I read this as part of my reading challenge: 25 short stories in 25 days.
This was definitely a different kind of story to the last few ones I have read. This to me read very much like a scientific essay rather than a short story, this of course was an extension of the fact that our point of view character is in fact a scientist. So it is a very conscious choice of voice on Ted Chiang’s part. I did however think that it subtracted from my enjoyment of the story. I was kind of tired and I find that kind of tone generally boring so I had a hard time concentrating on the story. Which was really a shame because the story was really good and the world building very interesting.
This was a story about a people whom I came to understand as some sort of mechanical creatures, kind of steampunky automatons. They live in a small “universe” surrounded by an impenetrable wall/shell. The POV character (I am not sure he is named or gendered for that matter) decides to explore how his own brain work and in that process he realises that the entropy of the world will mean their existence will within a calculable future. They are an immortal race so this is a rather huge blow to their society. But he remains hopeful.
The story is as I said a good story and very powerful. The POV character is on a quest for knowledge which leads to a huge leap of understanding for them. Which is in of it self interesting. If it was not for the scientific tone of the voice of the narrator I think I would have loved the story, the voice did however mean that I found reading the story boring. I got a master’s degree in history and social studies so it isn’t that I can’t read science text, I just generally choose not to do it for fun, and they do tend to bore me to sleep.
I am not discouraged from reading other things by Ted Chiang but right this minute I do not feel any great need to go out and buy some.
A bit of background:
Last night I decided to survey the authors that I have read for this challenge so far, 10 stories read seemed like a good time to take stock.

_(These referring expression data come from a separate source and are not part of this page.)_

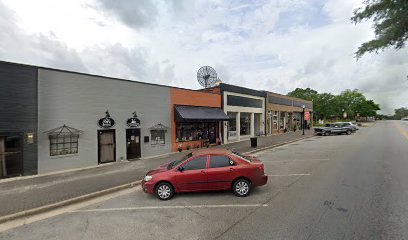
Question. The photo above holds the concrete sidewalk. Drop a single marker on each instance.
(21, 194)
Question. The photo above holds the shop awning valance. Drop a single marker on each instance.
(159, 127)
(63, 131)
(199, 114)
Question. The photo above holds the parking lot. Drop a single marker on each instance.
(307, 195)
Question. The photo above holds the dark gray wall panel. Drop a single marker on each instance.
(18, 107)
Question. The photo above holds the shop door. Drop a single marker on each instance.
(212, 133)
(11, 155)
(106, 146)
(133, 143)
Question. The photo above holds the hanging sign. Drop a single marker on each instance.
(107, 121)
(134, 121)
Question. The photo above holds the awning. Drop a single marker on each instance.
(63, 130)
(159, 127)
(199, 114)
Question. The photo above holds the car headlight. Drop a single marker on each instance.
(148, 178)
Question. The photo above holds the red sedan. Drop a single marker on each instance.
(206, 170)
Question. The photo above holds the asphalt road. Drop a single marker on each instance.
(335, 187)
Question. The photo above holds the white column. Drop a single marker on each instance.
(238, 125)
(252, 124)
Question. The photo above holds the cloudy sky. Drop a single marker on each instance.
(275, 45)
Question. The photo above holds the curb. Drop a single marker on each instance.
(63, 203)
(277, 145)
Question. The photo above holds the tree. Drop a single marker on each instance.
(401, 113)
(390, 24)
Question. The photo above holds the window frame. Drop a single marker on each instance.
(159, 143)
(59, 146)
(192, 159)
(229, 161)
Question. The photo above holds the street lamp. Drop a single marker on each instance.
(303, 122)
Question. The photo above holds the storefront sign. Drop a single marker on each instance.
(307, 116)
(134, 121)
(106, 122)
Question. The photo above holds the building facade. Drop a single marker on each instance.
(285, 113)
(54, 120)
(246, 110)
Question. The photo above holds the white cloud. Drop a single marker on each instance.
(274, 45)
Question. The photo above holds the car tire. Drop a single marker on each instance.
(241, 187)
(164, 191)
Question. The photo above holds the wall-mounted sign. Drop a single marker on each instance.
(134, 121)
(107, 121)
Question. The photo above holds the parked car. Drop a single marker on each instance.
(206, 170)
(352, 125)
(333, 128)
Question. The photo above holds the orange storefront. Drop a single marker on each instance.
(197, 119)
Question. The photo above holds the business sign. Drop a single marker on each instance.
(307, 116)
(107, 121)
(133, 122)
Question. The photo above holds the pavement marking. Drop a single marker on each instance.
(297, 160)
(66, 209)
(288, 175)
(169, 207)
(402, 130)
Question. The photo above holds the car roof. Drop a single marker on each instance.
(211, 151)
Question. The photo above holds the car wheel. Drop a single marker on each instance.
(241, 188)
(164, 191)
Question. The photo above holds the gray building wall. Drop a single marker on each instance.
(18, 107)
(80, 100)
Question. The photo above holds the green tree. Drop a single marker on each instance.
(401, 113)
(390, 24)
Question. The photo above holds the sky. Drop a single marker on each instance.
(275, 45)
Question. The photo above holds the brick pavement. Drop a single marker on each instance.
(27, 193)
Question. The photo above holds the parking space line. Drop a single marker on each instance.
(288, 175)
(171, 207)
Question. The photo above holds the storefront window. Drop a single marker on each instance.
(63, 144)
(245, 124)
(275, 120)
(196, 131)
(232, 128)
(282, 120)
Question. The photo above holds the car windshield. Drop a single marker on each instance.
(246, 158)
(177, 162)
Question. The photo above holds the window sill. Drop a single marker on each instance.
(64, 156)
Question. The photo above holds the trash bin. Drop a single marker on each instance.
(254, 142)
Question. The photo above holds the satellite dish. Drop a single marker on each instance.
(207, 76)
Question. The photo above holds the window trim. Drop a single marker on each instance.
(159, 143)
(63, 143)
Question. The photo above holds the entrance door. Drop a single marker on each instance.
(106, 146)
(11, 155)
(133, 143)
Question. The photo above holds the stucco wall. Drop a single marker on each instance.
(80, 100)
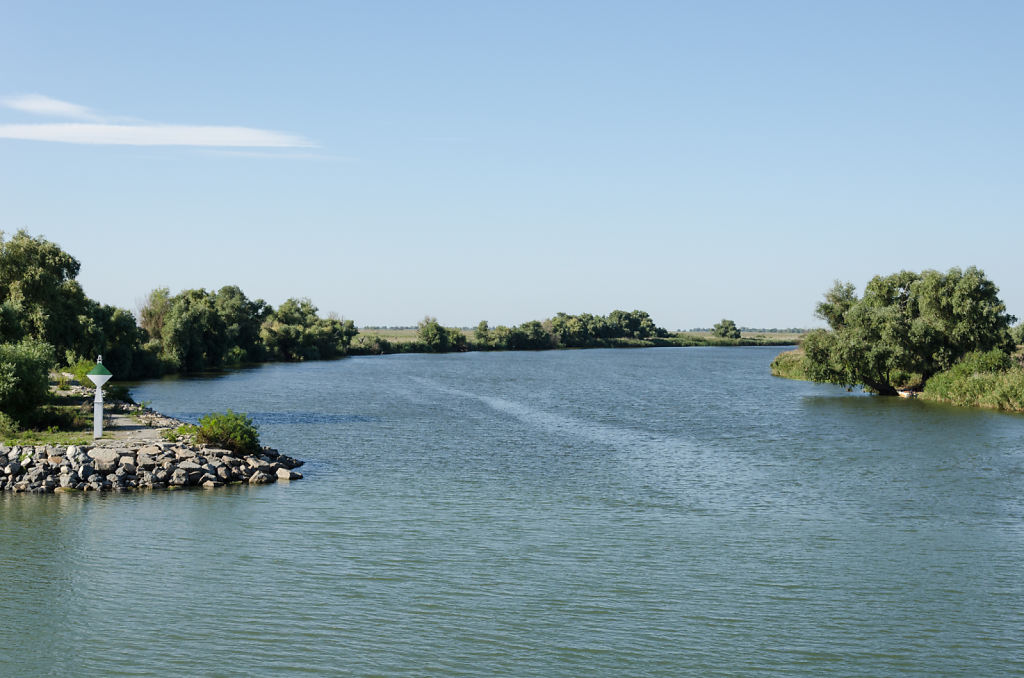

Apparently all the stories I have read are written by authors currently living in the United States. And only a single author was not pasty white (judging from their photographs). In science fiction and fantasy, if you just pick random stories this is very likely to be the case. Not just because there are more stories written by americans whites, but also because they tend to be more visible. So if I want to read stories that are different from that, I will have to do so consciously. So I decided that I wanted to read something written by a different background for the next few stories. So this story is the first story with that goal in mind. Ted Chiang is also an american, but at least he is not a pasty-white guy of European descent like 90 % of what else I have read in this challenge.
Interestingly enough the gender balance of what I had read so far was perfect, 5 female authors and 5 male ones. I have not consciously tried to balance this out, so I do find that kind of awesome. But I think the challenge tomorrow is reading something by a person who don’t currently live in the United States.